Brockley and dozens of others waited outside a Lowe’s home improvement store early Friday, trading rumors of whether there were generators or plywood in stock.
Bill Fairbairn, 63, hoped to buy tarps to cover a gap where his carport tore away from his mobile home, exposing the room to the outside. Fairbairn moved to Florida from upstate New York a year ago to escape the snow and cold.
“It’s been great right up until yesterday,” he laughed. “I’m one of the few luckier ones. For some people, it blew the walls out, and some places just collapsed. At least mine is still standing.”
Sitting on the front patio of his home at the Florida Pines Mobile Home Court, Monty Covert puffed a cigarette and waited for his brother-in-law to return with beer. Asking the time – 7:15 a.m. – Covert good-naturedly complained the liquor store should have opened 15 minutes earlier.
Covert is retired from the Navy, sailing the world on a tugboat. He credits his military service with his ability to adapt to the drastically changed neighborhood and his somewhat fatalistic approach to life. Covert had planned to evacuate but early-arriving winds knocked down trees on either side of the driveway, blocking his escape. He slept through the storm.
“I said I’ll either get up alive or not at all,” Covert said. “And then it got to be daylight and yeah, you always see it on TV and think things like this aren’t going to happen to you. And then it does.”
Covert said the only damage his home suffered was the loss of the porch’s metal roofing, crediting the mobile home with being built of stronger materials five decades ago. For him, the worst damage came after he decided to drive his truck through the storm surge to check on his former wife.

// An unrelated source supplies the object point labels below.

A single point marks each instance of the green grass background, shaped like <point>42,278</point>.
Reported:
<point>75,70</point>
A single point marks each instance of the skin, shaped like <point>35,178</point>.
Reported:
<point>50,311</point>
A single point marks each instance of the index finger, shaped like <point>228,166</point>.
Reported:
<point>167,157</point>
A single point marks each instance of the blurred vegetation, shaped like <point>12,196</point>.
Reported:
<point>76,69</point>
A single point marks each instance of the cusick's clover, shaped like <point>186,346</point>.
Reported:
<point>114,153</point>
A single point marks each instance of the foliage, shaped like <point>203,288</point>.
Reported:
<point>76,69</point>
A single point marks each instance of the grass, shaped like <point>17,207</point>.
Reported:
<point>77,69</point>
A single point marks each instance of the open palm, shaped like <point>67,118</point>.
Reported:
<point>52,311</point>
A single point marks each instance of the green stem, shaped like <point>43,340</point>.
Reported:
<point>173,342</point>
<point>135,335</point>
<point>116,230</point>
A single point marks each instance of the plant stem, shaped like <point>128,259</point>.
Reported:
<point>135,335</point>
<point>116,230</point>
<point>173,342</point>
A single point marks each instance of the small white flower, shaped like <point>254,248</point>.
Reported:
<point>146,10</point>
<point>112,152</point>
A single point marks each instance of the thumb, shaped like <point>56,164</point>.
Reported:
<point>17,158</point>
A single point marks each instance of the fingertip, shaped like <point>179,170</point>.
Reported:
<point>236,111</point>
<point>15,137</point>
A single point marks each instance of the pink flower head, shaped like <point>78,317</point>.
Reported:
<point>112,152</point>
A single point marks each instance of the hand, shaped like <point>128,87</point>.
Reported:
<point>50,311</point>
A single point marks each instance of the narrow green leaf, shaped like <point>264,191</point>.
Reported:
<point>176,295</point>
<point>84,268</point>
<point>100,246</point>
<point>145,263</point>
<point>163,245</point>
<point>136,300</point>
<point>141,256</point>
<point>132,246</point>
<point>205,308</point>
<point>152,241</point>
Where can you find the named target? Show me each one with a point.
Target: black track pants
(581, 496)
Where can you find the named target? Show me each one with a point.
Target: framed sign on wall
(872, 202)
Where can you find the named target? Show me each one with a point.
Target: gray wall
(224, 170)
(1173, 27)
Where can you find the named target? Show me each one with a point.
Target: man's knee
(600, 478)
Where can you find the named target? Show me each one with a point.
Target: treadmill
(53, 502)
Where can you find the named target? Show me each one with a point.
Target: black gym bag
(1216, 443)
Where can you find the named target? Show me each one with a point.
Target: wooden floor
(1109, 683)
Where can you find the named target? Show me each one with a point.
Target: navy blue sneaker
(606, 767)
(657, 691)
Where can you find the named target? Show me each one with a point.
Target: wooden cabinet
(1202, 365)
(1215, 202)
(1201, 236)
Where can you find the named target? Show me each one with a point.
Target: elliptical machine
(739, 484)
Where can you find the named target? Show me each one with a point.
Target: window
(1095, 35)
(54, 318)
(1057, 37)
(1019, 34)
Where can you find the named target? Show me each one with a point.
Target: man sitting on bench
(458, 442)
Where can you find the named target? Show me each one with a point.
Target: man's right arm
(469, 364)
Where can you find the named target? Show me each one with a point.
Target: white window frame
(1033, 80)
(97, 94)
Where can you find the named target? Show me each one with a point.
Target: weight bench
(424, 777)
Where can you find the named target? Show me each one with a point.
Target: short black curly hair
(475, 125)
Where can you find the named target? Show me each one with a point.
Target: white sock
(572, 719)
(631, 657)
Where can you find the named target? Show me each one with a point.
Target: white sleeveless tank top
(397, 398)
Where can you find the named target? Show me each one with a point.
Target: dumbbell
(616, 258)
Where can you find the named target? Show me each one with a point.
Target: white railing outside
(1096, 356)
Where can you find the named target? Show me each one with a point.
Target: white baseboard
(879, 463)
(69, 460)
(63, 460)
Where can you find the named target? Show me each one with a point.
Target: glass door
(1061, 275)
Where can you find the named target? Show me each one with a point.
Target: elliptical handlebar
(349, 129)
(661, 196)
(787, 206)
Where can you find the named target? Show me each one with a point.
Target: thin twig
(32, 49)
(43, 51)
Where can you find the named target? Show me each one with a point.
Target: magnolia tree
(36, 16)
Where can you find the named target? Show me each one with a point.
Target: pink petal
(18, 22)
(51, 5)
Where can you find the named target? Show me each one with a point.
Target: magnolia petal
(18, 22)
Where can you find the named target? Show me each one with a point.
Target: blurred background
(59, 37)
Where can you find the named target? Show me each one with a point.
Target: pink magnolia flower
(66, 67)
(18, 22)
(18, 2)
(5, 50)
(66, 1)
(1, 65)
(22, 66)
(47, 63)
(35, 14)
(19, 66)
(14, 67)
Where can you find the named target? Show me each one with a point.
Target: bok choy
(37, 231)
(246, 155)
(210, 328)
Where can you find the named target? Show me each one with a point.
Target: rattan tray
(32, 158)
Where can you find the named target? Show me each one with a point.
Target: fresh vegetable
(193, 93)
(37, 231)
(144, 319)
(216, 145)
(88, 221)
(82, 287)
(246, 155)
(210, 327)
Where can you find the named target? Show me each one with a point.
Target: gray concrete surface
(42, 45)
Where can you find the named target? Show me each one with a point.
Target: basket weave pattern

He got stuck in the deep water, he said, and because he can’t walk well, good Samaritans had to carry him to safety 300 yards away.
He now regrets going to check on her.And he’s wondering whether to repair the damage or collect an insurance check.
“Do you rebuild or do you just condemn the place and move on?” he asked, stubbing out his cigarette.
A little later in the morning, Pruett once again looked at the damage – from the submerged cars to the downed power lines and the trees laying across roads and yards and driveways.
Pruett said he normally splits his time between landscaping and crypto mining, but with the power out, he’s going to be spending less time at the computer in the coming days.
“It’s time to get the chainsaw rocking.”